The "long awaited payoff from office automation" was coming, Fortune announced. Groupware, as collaboration software was then known, was to be “an electronic sinew that binds teams together… across barriers of space and time”.
It has taken its time, but two decades later the market for collaboration software is large and diverse. One product looms large, however: Microsoft’s SharePoint, which is reportedly used in some capacity by 78% of Fortune 500 companies.
Undeterred by Microsoft’s track record of dominating software markets, one UK tech start-up is placing itself in direct competition with SharePoint with its own web-based team collaboration application.
That company is called Huddle. A four-year-old operation currently bursting at the seams in an office with no air-conditioning in South London, Huddle’s current marketing strategy is aimed directly at displacing SharePoint.
This is no trivial task, as founder and CEO Alastair Mitchell readily admits. Microsoft’s collaboration software usually comes bundled in a stack of other titles, giving it an instant foothold with companies around the world. And while Microsoft has $50 billion in cash reserves, Huddle has received $14.2 million in funding.
The company’s current line of attack includes competing on price. "We can confidently say that average total cost of ownership (TCO) of implementing SharePoint on premise is £85 per person per month,” says Mitchell. “With Huddle, the same service is £10."
He says that this reduced TCO comes in part from a reduced IT management overhead, especially Huddle is used for collaboration with external third parties. “If you have 400 external users, [with Sharepoint] a company’s IT support desk has to be able to handle queries from all 400 when they lose their password, when they call from Japan, when they speak different languages,” he says. By automating much of this work, Huddle reduces the IT department’s workload, he claims.
Microsoft disputes Huddle’s claims, however, saying that a fairer comparison would be with the online version of SharePoint. "Taking a direct per user cost view of Huddle versus SharePoint Online, SharePoint comes out favourably at nearly a third of the cost – approximately £3.50 per user per month versus £10 per user per month with Huddle," the company told Information Age.
Another point of differentiation is adoption. Low adoption has blighted many collaboration software implementations in the past, as users fail to find the software as useful or as usable as its creators had claimed.
Huddle guarantees that companies will see 100% user adoption (where ‘user’ and ‘adoption’ are clearly defined in the contract with a client) of the product within three months of implementation, or they will get their money back for those months.

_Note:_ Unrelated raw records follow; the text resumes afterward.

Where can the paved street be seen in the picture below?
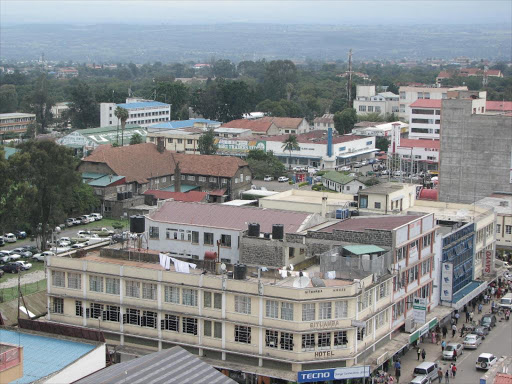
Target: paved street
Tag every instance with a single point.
(498, 342)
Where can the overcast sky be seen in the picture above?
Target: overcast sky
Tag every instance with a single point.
(262, 11)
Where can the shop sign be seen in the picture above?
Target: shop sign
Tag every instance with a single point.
(333, 374)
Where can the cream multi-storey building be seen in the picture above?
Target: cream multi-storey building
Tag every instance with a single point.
(267, 326)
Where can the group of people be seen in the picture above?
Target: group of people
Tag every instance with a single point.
(450, 372)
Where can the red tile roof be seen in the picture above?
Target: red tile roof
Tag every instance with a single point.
(284, 122)
(386, 223)
(227, 216)
(257, 125)
(191, 196)
(420, 143)
(504, 106)
(141, 162)
(426, 103)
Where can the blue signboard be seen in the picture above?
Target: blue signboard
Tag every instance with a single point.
(333, 374)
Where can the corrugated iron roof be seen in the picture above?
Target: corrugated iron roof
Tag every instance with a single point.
(173, 365)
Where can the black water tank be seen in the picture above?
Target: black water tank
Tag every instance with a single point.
(137, 224)
(254, 230)
(240, 271)
(277, 231)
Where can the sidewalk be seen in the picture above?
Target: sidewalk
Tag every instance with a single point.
(433, 352)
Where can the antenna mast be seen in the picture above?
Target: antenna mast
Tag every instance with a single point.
(349, 84)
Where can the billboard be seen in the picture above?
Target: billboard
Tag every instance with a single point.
(333, 374)
(446, 282)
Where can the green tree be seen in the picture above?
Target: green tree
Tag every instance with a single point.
(136, 139)
(83, 110)
(41, 103)
(122, 114)
(382, 143)
(45, 175)
(344, 121)
(206, 143)
(8, 98)
(264, 163)
(290, 144)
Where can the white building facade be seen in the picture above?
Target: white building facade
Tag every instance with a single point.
(142, 112)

The company’s ambition is evident. Having outgrown its South London headquarters, the company is soon moving to a new office near ‘Silicon Roundabout’, perhaps to identify itself as one of the UK tech industry’s hopefuls.
Its ambition received a boost from the UK government in April 2011 when, in its own words, it became the first “cloud supplier to recognise government as a single ICT customer”. This means all government bodies, from central departments to NHS agencies, are approved to adopt the system.
But as it has grown, Huddle has had to come to terms with some realities of mainstream business computing. Customer demand for interoperability means its has had to develop plug-ins that integrate the product with Microsoft Office and, ironically, SharePoint.